Implikasi Bagi Investor

Penurunan harga Antam memberikan peluang bagi investor ritel yang ingin menambah posisi emas pada level harga lebih rendah. Namun, penurunan buyback berarti potensi laba saat menjual kembali ke Antam akan berkurang, sehingga strategi jangka pendek harus dipertimbangkan dengan cermat.

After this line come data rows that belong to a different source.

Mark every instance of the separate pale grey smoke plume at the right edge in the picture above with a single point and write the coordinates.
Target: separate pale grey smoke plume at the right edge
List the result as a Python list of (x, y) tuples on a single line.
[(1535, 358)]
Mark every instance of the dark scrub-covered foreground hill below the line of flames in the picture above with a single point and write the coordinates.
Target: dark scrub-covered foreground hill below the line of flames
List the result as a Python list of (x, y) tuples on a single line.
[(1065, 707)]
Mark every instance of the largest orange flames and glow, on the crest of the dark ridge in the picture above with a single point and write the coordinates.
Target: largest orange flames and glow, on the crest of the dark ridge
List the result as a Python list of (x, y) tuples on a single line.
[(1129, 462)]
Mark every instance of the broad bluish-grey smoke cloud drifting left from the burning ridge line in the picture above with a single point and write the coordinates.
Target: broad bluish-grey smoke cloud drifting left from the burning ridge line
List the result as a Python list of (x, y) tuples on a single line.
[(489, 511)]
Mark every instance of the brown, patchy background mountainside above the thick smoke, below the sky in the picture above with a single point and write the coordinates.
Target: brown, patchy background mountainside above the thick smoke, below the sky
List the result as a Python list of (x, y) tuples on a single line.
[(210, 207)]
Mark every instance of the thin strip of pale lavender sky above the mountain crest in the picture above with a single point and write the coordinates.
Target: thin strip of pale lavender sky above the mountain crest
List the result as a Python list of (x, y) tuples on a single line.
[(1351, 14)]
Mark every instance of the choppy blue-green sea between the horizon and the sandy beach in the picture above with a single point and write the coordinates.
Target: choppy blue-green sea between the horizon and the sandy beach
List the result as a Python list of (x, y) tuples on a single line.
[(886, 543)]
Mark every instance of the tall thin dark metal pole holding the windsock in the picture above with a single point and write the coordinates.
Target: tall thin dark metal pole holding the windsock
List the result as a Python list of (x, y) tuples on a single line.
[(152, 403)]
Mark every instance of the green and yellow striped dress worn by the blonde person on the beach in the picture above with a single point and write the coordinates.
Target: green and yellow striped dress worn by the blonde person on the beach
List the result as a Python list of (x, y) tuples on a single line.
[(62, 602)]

Para ahli menyarankan alokasi portofolio emas antara 5% hingga 15% untuk menyeimbangkan risiko, mengingat emas cenderung bergerak berlawanan dengan aset berisiko seperti saham dan properti. Dalam konteks saat ini, diversifikasi tetap menjadi pilihan aman, terutama bagi investor konservatif yang mengutamakan stabilitas.

Rekomendasi Praktis

  1. Periksa harga jual dan buyback secara real‑time melalui platform resmi Antam, Pegadaian, atau broker terpercaya.
  2. Bandingkan biaya transaksi, termasuk pajak PPh 22 (1,5% bagi pemegang NPWP, 3% bagi non‑NPWP) sebelum menjual emas dalam jumlah besar.
  3. Manfaatkan penurunan harga sebagai titik masuk, namun pertimbangkan horizon investasi minimal satu hingga tiga tahun untuk mengurangi dampak volatilitas harian.

Dengan dinamika harga yang terus berubah, pelaku pasar diimbau untuk memantau perkembangan ekonomi global serta kebijakan moneter dalam jangka pendek. Keputusan investasi yang matang tetap menjadi kunci utama dalam mengoptimalkan keuntungan dari logam mulia.